Entrepreneurs

Council Post: Three Healthy Habits Of Successful Entrepreneurs

By Nikki Carlson, co-founder/co-president of ChicExecs Retail and Strategy Firm. She has over 21 years experience in PR/marketing.

Whether it’s an astounding 4 a.m. wake-up time or only checking email once a week, every entrepreneur has their quirks. Fortunately, you don’t need to wake up before dawn to build a healthy, successful business as an entrepreneur: You just need good habits.

Healthy habits help your mind and body perform at a higher level. When you make a habit part of your routine, you’ll automatically stick with it for the long term. 
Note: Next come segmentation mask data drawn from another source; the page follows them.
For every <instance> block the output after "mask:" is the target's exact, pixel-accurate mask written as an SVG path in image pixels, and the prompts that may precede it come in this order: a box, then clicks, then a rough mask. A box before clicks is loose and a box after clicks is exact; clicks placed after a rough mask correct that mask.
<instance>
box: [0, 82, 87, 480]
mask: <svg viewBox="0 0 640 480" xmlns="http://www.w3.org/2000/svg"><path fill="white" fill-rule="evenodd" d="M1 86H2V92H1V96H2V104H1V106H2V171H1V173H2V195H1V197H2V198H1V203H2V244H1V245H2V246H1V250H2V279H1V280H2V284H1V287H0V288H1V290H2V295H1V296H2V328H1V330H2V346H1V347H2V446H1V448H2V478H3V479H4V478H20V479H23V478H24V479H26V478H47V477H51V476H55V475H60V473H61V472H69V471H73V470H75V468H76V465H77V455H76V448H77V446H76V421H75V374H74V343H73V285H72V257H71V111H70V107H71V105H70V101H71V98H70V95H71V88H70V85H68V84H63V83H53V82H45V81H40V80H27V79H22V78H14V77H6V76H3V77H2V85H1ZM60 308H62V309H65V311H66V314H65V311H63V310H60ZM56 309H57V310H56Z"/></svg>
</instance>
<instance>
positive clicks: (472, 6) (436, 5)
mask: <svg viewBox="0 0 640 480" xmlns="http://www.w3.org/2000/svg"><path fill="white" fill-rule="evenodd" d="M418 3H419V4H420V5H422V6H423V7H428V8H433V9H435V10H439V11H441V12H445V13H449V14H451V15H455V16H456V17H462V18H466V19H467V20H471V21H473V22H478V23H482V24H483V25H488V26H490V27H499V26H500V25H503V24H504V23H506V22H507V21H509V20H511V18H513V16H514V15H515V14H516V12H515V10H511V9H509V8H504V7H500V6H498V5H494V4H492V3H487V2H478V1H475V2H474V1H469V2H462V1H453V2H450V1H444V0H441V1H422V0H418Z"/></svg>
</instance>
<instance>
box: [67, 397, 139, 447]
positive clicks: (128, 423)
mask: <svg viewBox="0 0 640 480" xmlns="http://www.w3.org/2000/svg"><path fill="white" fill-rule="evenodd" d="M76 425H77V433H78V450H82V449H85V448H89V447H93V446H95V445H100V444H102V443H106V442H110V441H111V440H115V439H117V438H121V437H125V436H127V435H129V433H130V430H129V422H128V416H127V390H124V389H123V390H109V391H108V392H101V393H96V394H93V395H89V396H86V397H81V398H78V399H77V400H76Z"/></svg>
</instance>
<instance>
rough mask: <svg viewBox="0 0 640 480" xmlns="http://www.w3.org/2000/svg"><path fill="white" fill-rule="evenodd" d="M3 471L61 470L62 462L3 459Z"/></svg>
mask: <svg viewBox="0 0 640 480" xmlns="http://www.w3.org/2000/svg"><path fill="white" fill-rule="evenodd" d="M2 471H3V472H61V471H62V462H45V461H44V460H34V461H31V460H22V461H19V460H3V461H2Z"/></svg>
No matter their industry or business size, most successful entrepreneurs have three consistent habits that set them up for success. Implement these healthy habits in your own life to make better business decisions, live a more complete life and run a more successful business.
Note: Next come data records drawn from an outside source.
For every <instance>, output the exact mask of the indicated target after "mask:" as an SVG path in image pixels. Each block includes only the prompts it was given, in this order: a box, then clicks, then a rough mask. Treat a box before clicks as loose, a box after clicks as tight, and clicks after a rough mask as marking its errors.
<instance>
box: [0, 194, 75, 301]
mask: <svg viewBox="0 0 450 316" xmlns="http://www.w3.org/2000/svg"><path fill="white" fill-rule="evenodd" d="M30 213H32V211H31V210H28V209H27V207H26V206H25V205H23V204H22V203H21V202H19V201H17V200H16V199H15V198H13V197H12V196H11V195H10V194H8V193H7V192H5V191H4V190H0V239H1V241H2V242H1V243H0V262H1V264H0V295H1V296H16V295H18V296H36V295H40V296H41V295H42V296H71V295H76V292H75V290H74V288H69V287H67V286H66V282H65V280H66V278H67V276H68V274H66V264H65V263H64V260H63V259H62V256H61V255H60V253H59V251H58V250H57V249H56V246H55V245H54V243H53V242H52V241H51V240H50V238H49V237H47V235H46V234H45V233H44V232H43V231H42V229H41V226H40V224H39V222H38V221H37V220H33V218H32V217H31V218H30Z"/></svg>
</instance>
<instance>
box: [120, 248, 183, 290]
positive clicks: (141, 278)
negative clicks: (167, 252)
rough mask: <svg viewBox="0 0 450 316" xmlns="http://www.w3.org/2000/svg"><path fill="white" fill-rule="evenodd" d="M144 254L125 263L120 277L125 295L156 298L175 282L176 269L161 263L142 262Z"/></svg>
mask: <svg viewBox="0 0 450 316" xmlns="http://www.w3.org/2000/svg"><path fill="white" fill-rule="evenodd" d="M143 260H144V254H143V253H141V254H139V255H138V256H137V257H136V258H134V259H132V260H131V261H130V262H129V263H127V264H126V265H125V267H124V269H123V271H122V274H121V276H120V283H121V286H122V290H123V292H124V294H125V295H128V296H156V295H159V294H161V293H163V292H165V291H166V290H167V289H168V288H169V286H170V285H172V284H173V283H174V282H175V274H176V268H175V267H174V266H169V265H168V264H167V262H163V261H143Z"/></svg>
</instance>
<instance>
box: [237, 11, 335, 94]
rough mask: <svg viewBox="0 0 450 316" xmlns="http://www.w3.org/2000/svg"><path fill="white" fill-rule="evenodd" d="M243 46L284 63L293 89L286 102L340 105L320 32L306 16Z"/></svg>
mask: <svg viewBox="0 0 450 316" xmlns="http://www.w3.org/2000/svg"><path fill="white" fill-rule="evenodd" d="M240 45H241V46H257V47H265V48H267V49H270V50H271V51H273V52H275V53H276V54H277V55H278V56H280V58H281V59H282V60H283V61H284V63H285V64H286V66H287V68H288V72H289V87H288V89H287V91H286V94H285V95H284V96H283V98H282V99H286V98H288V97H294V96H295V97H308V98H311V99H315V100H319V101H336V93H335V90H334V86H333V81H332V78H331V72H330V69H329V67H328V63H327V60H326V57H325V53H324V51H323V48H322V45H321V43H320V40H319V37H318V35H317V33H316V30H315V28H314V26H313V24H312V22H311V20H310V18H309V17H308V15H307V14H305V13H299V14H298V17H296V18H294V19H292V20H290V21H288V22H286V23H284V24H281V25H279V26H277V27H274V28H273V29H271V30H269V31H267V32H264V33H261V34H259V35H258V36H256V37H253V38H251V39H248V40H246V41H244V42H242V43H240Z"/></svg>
1. Focus on the highest-value tasks.

Productivity hacks like “eating the elephant” are helpful, but sometimes you don’t need to spend your time tackling big projects. If anything, you need to focus on the most valuable tasks.

Time is the most valuable resource for any entrepreneur. If you spend all of your time on non-urgent tasks, are your efforts really serving you?

Successful leaders spend their time on tasks that bring in the most returns. That means you need to put your time and effort into tasks that have a clear impact on your business. 

You can start focusing on higher-value tasks by:

Identifying them first: Track how you spend your time for two weeks. Which tasks should have been delegated or tabled? What is the most valuable thing you can do each day? The tasks that you want to spend more time on are your high-value tasks. This might be networking or pitching to investors.

Monitoring them: Project management apps like Trello or Asana will help you stay on task with your daily to-do list. If someone assigns you a low-value task, your management system can allow you to reschedule or reassign it to another team member.

Outsourcing: Make sure someone in your organization is still handling low-value tasks! Just because something isn’t your focus doesn’t mean it isn’t important. Outsource tasks like email management, scheduling meetings and creating social posts to keep the business moving.

Don’t sweat it if you don’t get to some items on your to-do list. Entrepreneurship is all about flexibility and focusing on what matters most. As long as you’re tackling high-value tasks first, you’ll be successful.

2. Wake up early.

Scientists have found that people who wake up early tend to be less stressed and depressed. That’s great for you on a personal level, but an early wake-up time can benefit you professionally, too.

Morning people tend to have more energy, which means they’re sharp enough to make good decisions all day. Waking up early also gives you extra time to check email and organize your schedule before the day begins.

If you’re a night person but want to become a morning person, you can make the transition by:

Going to bed early: You still need to get your seven to eight hours of sleep, and that means going to bed earlier. Be sure you snooze your phone’s notifications or put it on Do Not Disturb. If you’re guilty of checking your phone in the middle of the night, relocate it to a dresser across the room.

Creating a sleep-friendly space: Blackout curtains or a sleep mask are great for darkening your room. Headphones or a white noise machine will help drown out any background noise so you can fall asleep faster, too.

Doing it gradually: Don’t suddenly start waking up at 5 a.m. if you normally wake up at 7 a.m. Try waking up earlier in 15-minute increments so it’s a more gradual process.

3. Remember why you started.

Short-term focus might get you through the week, but will it be enough five years from now? You don’t want to wake up to a business in turmoil; you need to have a vision for the future.

Why did you start your business? Are your mission, purpose or values in alignment with how you operate today? How can you change your business to serve your mission? How will you measure that?

You can maintain long-term focus on your mission and purpose by: 

Setting goals: But not just any goals. Write tangible, quantifiable SMART goals. Track your progress in a project tracking app so you can stay accountable.

Scheduling deep work: It’s hard visioning for the future when you’re overwhelmed with daily to-dos. Set aside time on your calendar to focus on your goals and deep work. Whether it’s a Monday morning or Friday afternoon, regularly scheduled sessions are a must.

Creating an accountability team: Accountability is the best way to achieve your long-term goals. Whether it’s your employees, leadership team or a mentor, ask others to hold you accountable for your big vision.

Oh, and don’t forget to celebrate when you reach your milestones and goals!

The Bottom Line

Habits are actions you do consistently every day. Over time, they become the basis of who you are as an entrepreneur. You can’t try habits as a one-time thing. Integrate these three healthy habits into your routine to commit to your success. Entrepreneurs need resilience and strength, and healthy habits will become the supportive foundation for your success.